Antioxidant effects and in vitro cytotoxicity on human cancer cell lines of flavonoid-rich Flamboyant (Delonix regia (Bojer) Raf.) flower extract

2020 ◽  
Vol 21 ◽  
Author(s):  
Putthiporn Khongkaew ◽  
Phanphen Wattanaarsakit ◽  
Konstantinos I. Papadopoulos ◽  
Watcharaphong Chaemsawang
Keyword(s):  
Cell Line ◽  
Cell Lines ◽  
Cancer Cell ◽  
Leukemia Cell ◽  
Leukemia Cell Line ◽  
Flower Extract ◽  
Dependent Inhibition ◽  
Dose Dependent Inhibition ◽  
Murine Leukemia Cell ◽  
Dose Dependent

Background: Cancer is a noncommunicable disease with increasing incidence and mortality rates both worldwide and in Thailand. Its apparent lack of effective treatments is posing challenging public health issues. Introduction: Encouraging research results indicating probable anti-cancer properties of the Delonix regia flower extract (DRE) have prompted us to evaluate the feasibility of developing a type of product for future cancer prevention or treatment.
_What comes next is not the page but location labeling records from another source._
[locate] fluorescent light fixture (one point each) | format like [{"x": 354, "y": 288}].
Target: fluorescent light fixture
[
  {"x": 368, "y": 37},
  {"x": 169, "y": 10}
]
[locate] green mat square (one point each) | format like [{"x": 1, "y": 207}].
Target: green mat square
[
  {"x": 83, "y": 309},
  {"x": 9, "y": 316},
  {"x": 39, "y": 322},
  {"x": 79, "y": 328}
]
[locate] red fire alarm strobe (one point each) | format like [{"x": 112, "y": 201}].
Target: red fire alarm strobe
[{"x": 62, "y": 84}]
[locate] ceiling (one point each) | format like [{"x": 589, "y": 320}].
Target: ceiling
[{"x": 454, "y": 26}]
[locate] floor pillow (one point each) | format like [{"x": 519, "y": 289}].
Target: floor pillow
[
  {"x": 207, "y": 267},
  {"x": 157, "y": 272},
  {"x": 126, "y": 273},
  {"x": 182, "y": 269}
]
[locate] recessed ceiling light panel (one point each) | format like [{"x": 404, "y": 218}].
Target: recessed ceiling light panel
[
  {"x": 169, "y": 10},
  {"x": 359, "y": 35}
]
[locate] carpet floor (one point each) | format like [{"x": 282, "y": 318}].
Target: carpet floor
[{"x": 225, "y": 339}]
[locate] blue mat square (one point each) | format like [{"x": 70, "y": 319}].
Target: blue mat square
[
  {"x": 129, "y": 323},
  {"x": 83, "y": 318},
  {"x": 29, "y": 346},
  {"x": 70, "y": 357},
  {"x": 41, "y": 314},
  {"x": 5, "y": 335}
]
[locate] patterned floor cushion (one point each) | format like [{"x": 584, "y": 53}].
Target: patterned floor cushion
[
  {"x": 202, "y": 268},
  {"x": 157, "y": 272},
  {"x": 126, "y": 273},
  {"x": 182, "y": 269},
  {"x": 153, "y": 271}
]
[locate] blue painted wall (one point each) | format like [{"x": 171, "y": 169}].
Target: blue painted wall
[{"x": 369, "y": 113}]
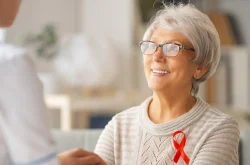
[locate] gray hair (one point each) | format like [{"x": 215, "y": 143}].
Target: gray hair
[{"x": 200, "y": 31}]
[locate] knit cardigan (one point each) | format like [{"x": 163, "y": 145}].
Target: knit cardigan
[{"x": 202, "y": 136}]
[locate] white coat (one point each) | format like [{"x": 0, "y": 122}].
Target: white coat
[{"x": 25, "y": 138}]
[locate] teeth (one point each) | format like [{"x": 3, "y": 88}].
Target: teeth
[{"x": 159, "y": 71}]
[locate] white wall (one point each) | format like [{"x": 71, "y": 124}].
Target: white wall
[
  {"x": 34, "y": 14},
  {"x": 115, "y": 20},
  {"x": 239, "y": 9}
]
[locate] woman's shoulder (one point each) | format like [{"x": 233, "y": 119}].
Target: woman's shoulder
[
  {"x": 9, "y": 52},
  {"x": 129, "y": 113}
]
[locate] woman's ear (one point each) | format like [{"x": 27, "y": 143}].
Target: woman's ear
[{"x": 200, "y": 71}]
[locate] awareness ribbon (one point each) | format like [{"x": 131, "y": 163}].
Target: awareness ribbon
[{"x": 179, "y": 148}]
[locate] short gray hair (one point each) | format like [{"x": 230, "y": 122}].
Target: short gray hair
[{"x": 200, "y": 31}]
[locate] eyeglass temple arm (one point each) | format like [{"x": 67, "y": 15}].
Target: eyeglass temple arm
[{"x": 187, "y": 48}]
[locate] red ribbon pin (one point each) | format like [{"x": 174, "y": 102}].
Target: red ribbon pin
[{"x": 180, "y": 148}]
Methods and Results: In the present report, using High Performance Liquid Chromatography (HPLC), we demonstrate in the DRE, the presence of high concentrations of three identifiable flavonoids, namely rutin 4.15±0.30 % w/w, isoquercitrin 3.04±0.02 %w/w, and myricetin 2.61±0.01 % w/w respectively while the IC50 of DPPH and ABTS assay antioxidation activity was 66.88±6.30 µg/ml and 53.65±7.24 µg/ml respectively. Discussion: Our cancer cell line studies using the MTT assay demonstrated DREs potent and dose dependent inhibition of murine leukemia cell line (P-388: 35.28±4.07% of cell viability remaining), as well as of human breast adenocarcinoma (MCF-7), human cervical carcinoma (HeLa), human oral cavity carcinoma (KB), and human colon carcinoma (HT-29) cell lines in that order of magnitude. Conclusion: Three identifiable flavonoids (rutin, isoquercitrin and myricetin) with high antioxidation activity and potent and dose dependent inhibition of murine leukemia cell line and five other cancer cell lines were documented in the DRE. The extract’s lack of cytotoxicity in 3 normal cell lines is a rare advantage not usually seen in current antineoplastic agents. Yet another challenge of the DRE was its low dissolution rate and long-term storage stability, issues to be resolved before a future product can be formulated.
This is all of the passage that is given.